Have you ever seen someone throw a cigarette butt out a car window? For environmentally minded folks, we see this as littering and we know its implications.
Unfortunately, the general public sees this as a pretty benign thing to do. In a study conducted by the World Health Organization, tossing a cigarette butt out of a car window or flicking the butt in a parking lot is seen as “acceptable”. In fact, 75% of smokers have admitted to improperly disposing of cigarette butts and nearly 65 % of cigarettes ultimately end up as litter. A study conducted by the BBC found that approximately 4.5 trillion cigarette butts are littered annually globally. This statistic is further supported by a Keep America Beautiful poll which showed that 77% of Americans do not consider cigarette butts litter!
• 75% of smokers have admitted to improperly disposing of cigarette butts
• 65 % of cigarettes ultimately end up as litter
• 4.5 trillion cigarette butts are littered annually globally
• 77% of Americans do not consider cigarette butts litter
Once the cigarette butt is tossed on the roadside, or other impervious surface, such as a sidewalk or parking lot, it doesn’t usually stay there. The remaining butt or “filter” is washed into a local water source (stream, lake, wetland, etc.) via a stormwater drain. Once there, the cigarette filter leaches toxins, such as arsenic, lead, and nicotine into the soil or waterways. A controlled laboratory experiment found that just one cigarette butt added to an aquarium killed 50 percent of fish within 96 hours! All of these small filters add up: cigarette butts are commonly the largest volume of any item removed during beach cleanups (including on Lake Erie!).
This could be attributed to the fact that many people assume that filters are biodegradable. This is simply not the case. Cigarette filters slowly erode into microscopic plastic fibers, known as microplastics. Despite their size, these microplastics pose a huge problem to the health of our watersheds. Plastic particles have been found in aquatic life in the deepest reaches of the ocean and are regularly found in human foodstuffs.
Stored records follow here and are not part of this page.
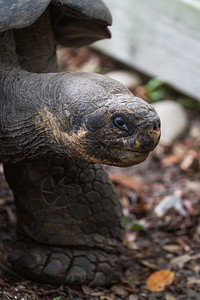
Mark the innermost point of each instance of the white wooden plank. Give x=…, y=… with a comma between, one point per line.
x=160, y=38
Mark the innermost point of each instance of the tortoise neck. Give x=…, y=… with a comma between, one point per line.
x=8, y=57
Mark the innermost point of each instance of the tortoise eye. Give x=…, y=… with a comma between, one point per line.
x=120, y=123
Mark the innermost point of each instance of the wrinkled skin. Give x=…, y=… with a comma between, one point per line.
x=53, y=128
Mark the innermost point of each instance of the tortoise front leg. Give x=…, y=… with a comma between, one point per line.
x=70, y=225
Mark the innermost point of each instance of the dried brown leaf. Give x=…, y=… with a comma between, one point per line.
x=181, y=260
x=159, y=279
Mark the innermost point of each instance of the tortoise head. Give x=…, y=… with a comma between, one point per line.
x=99, y=120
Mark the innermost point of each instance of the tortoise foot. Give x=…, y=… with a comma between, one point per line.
x=65, y=266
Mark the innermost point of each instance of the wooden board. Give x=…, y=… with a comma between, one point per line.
x=160, y=38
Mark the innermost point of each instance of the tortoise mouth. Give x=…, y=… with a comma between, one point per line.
x=122, y=157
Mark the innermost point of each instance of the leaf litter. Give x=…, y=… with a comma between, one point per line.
x=168, y=240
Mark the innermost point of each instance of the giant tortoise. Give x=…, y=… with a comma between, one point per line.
x=55, y=130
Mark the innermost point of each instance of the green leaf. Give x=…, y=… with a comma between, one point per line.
x=126, y=221
x=154, y=84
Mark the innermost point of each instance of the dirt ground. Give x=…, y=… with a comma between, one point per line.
x=161, y=204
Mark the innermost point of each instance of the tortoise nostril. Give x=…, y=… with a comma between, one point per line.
x=155, y=127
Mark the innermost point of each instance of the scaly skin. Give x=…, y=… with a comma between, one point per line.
x=73, y=212
x=70, y=224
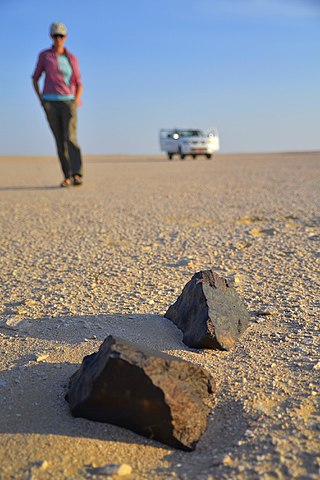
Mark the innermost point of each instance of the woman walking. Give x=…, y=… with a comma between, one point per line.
x=60, y=99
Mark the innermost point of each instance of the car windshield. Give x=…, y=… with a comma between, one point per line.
x=191, y=133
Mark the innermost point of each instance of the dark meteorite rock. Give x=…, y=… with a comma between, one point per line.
x=209, y=312
x=150, y=393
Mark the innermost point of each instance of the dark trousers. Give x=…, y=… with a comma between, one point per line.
x=62, y=118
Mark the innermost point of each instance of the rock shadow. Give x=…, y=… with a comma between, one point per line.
x=32, y=402
x=153, y=331
x=226, y=427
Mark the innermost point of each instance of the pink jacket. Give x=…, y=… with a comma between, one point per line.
x=54, y=82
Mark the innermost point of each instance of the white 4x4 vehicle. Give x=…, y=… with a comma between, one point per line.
x=189, y=142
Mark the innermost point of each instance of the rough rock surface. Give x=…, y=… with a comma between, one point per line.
x=152, y=394
x=209, y=312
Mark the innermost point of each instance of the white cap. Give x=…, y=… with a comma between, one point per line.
x=58, y=29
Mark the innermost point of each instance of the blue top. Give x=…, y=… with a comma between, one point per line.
x=66, y=70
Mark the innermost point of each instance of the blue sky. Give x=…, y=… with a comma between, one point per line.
x=248, y=67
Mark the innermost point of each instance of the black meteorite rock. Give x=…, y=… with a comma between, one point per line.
x=150, y=393
x=209, y=312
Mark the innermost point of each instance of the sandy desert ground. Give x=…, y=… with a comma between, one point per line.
x=109, y=257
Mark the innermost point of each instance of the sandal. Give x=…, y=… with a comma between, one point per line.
x=67, y=182
x=77, y=180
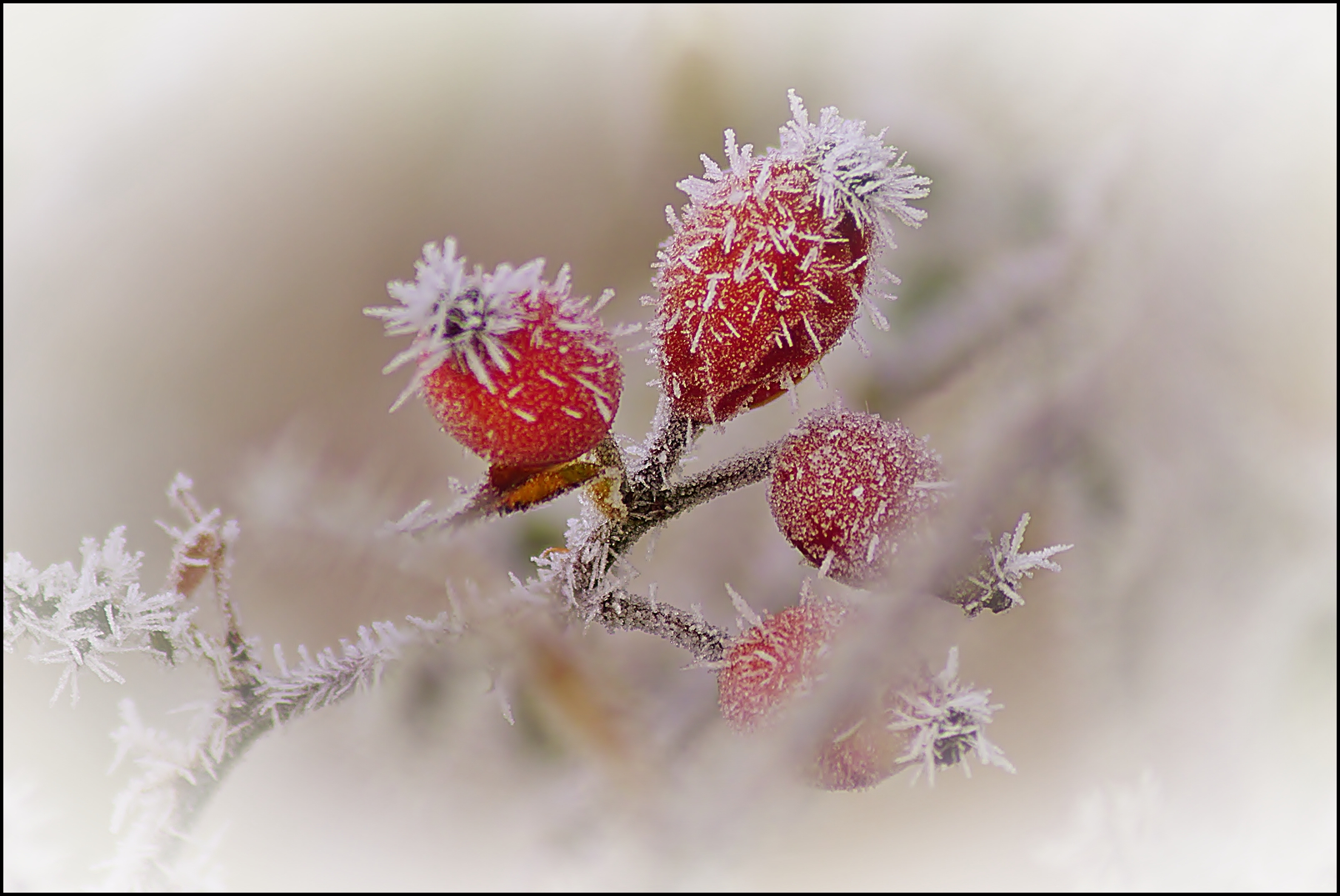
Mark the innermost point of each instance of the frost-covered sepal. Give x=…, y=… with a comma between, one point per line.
x=945, y=722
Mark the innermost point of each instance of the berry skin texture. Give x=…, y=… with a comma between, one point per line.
x=773, y=663
x=511, y=366
x=859, y=757
x=758, y=286
x=769, y=264
x=846, y=485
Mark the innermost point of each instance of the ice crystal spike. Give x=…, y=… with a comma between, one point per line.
x=513, y=368
x=947, y=721
x=768, y=263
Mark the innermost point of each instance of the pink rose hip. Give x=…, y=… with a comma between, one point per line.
x=776, y=662
x=846, y=485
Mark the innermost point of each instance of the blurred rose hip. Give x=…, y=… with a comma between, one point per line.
x=846, y=485
x=775, y=662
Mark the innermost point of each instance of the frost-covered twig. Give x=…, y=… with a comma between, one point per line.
x=945, y=721
x=690, y=631
x=81, y=619
x=996, y=586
While the change in attitude regarding cigarette butts isn’t going to be automatic, there are several small changes that can make a large difference. An increased presence of cigarette receptacles in a wider array of locations will make proper disposal easier. But perhaps most importantly an increased push for greater knowledge regarding the environmental and public health dangers posed by cigarette litter is needed.
You can help your home watershed a variety of ways. If you’re a smoker, try your best to quit, or dispose of cigarettes properly. Encourage your friends and neighbors to do the same. Make sure there are adequate disposal containers where you work, or ask for them to be installed. Just like every little cigarette butt adds up, so do your actions to keep them out of our waterways.